A luta do movimento negro e de muitos professores é para que o conteúdo seja incorporado ao currículo. É o que tenta o professor de história Juvenal Lima Gomes, que leciona na rede pública e privada de Belo Horizonte. Ele procura criar relações com temas atuais e presentes no cotidiano dos alunos. “Procuro dar outro viés para questões relacionadas ao candomblé, por exemplo. Trabalho o samba e outras manifestações culturais. Também procuro refletir como a questão racial está implicada na discussão da redução da maioridade penal.”

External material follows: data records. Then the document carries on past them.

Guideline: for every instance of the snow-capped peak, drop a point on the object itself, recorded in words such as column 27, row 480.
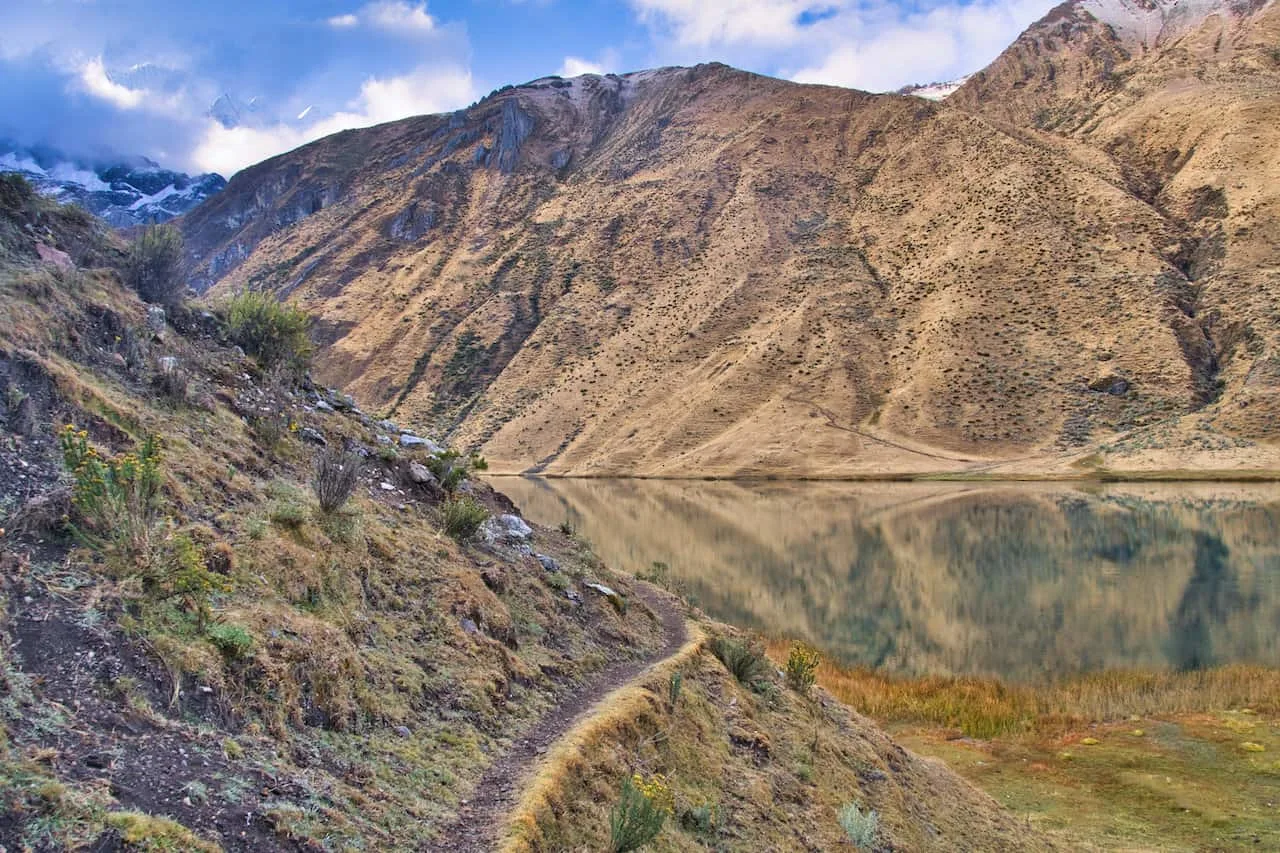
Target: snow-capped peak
column 1152, row 22
column 124, row 192
column 935, row 91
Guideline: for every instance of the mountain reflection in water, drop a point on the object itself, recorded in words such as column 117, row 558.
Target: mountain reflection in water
column 1019, row 582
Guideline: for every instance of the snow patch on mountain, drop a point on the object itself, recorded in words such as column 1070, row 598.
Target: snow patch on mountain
column 124, row 192
column 935, row 91
column 1153, row 22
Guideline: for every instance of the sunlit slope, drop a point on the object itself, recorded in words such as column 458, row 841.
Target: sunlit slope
column 1015, row 582
column 708, row 272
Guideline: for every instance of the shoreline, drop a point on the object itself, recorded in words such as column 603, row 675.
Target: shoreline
column 1100, row 477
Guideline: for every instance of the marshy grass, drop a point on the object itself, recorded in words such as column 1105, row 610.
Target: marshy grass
column 983, row 707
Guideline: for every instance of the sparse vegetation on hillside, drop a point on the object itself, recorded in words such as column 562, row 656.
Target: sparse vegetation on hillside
column 275, row 333
column 152, row 265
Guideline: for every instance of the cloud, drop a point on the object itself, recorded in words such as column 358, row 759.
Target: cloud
column 394, row 17
column 97, row 83
column 424, row 90
column 874, row 45
column 400, row 17
column 576, row 67
column 711, row 22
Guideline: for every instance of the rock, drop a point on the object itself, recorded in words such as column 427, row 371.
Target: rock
column 54, row 256
column 415, row 441
column 156, row 319
column 312, row 436
column 1111, row 384
column 506, row 528
column 494, row 579
column 421, row 474
column 618, row 602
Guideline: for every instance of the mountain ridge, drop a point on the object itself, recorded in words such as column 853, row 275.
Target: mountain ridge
column 705, row 272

Um dos autores de Africanidades, o professor de literatura brasileira e teoria da literatura da Universidade Federal de Viçosa (UFV) Adélcio de Sousa Cruz defende que a história da África e a cultura afro-brasileira deve ser incluída no currículo dos cursos de licenciatura. “Infelizmente, a Lei 10.639 é ignorada pela maioria das escolas”, diz. Embora Machado de Assis seja um dos autores mais conhecidos da literatura brasileira, Adélcio lembra que outros autores negros precisam ser mais bem trabalhados.

O professor procura dar visibilidade às obras de autores como Maria Firmina dos Reis, negra que é considerada a primeira romancista brasileira. Também trabalha com diversos autores do século 20: Lima Barreto, Lino Guedes, Aloísio Rezende, Solano Trindade, Abdias do Nascimento, Carolina Maria de Jesus. Entre os autores contemporâneos, Adão Ventura, Ney Lopes, Conceição Evaristo, Waldemar Eusébio Pereira, Ana Maria Gonçalves, Allan da Rosa e Cidinha da Silva. Uma excelente coletânea de escritores negros brasileiros foi organizada pelos professores Eduardo de Assis Duarte e Maria Nazareth Soares Fonseca para suprir essa lacuna. A obra de quatro volumes, lançada pela Editora UFMG, está esgotada e merece uma nova reedição, pois deveria constar em todas as bibliotecas do país.